Local residents gathered outside the tunnel set off firecrackers, distributed sweets and shouted slogans hailing Mother India.

The 41 men have been getting food, water, light, oxygen and medicines through a pipe but efforts to dig a tunnel to rescue them with high-powered drilling machines were frustrated by a series of snags.

A team of doctors arrived at the site of a collapsed tunnel to treat rescued construction workers. (EPA PHOTO)
Government agencies managing the unprecedented crisis had on Monday turned to “rat miners” to drill through the rocks and gravel by hand from inside the evacuation pipe pushed through the debris after machinery failed.

The miners are experts at a primitive, hazardous and controversial method used mostly to get at coal deposits through narrow passages, and get their name because they resemble burrowing rats.

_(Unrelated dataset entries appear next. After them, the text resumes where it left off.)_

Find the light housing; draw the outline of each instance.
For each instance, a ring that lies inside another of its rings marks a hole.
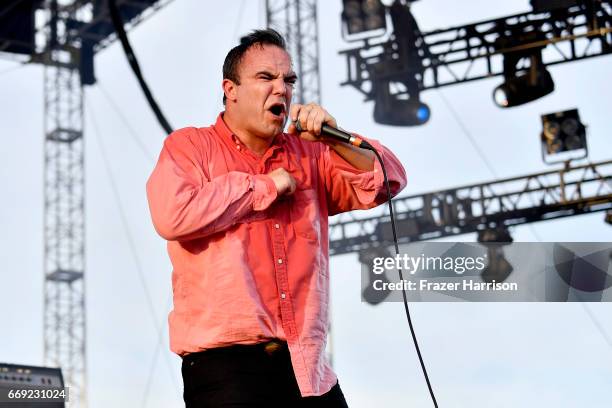
[[[578,109],[548,113],[541,119],[540,141],[544,163],[561,163],[588,155],[586,126],[580,121]]]

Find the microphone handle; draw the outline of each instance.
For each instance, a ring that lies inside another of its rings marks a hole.
[[[298,132],[303,132],[300,122],[297,122],[297,121],[295,122],[295,128],[297,129]],[[344,130],[335,128],[333,126],[323,124],[323,126],[321,126],[321,134],[330,139],[334,139],[334,140],[337,140],[343,143],[348,143],[350,145],[353,145],[353,146],[356,146],[362,149],[374,150],[374,147],[368,142],[366,142],[365,140],[357,136],[353,136],[352,134],[345,132]]]

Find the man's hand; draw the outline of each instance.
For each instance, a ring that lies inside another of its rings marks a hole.
[[[299,134],[304,140],[321,140],[321,127],[323,124],[338,127],[336,119],[316,103],[309,103],[308,105],[291,105],[289,118],[291,124],[287,129],[287,133]],[[294,124],[296,121],[300,122],[303,132],[298,133]]]
[[[268,173],[268,176],[274,181],[279,197],[282,195],[291,195],[295,191],[295,179],[282,167],[272,170]]]

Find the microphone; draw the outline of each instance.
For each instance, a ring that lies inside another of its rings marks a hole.
[[[293,124],[295,125],[295,128],[298,132],[304,131],[299,121],[296,120],[295,122],[293,122]],[[333,126],[323,124],[323,126],[321,126],[321,134],[330,139],[337,140],[338,142],[348,143],[361,149],[375,150],[374,147],[365,140],[360,139],[357,136],[353,136],[350,133],[335,128]]]

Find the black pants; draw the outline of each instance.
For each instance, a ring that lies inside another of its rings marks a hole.
[[[300,396],[285,343],[275,351],[258,344],[189,354],[181,372],[187,408],[348,408],[338,384]]]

The miners, brought from central India, worked through Monday night and finally broke through the estimated 60 metres of rocks, earth and metal on Tuesday afternoon.

The tunnel is part of the $US1.5 billion ($A2.3 billion) Char Dham highway, one of Prime Minister Narendra Modi’s most ambitious projects, aimed at connecting four Hindu pilgrimage sites through an 890km network of roads.

Authorities have not said what caused the cave-in but the region is prone to landslides, earthquakes and floods.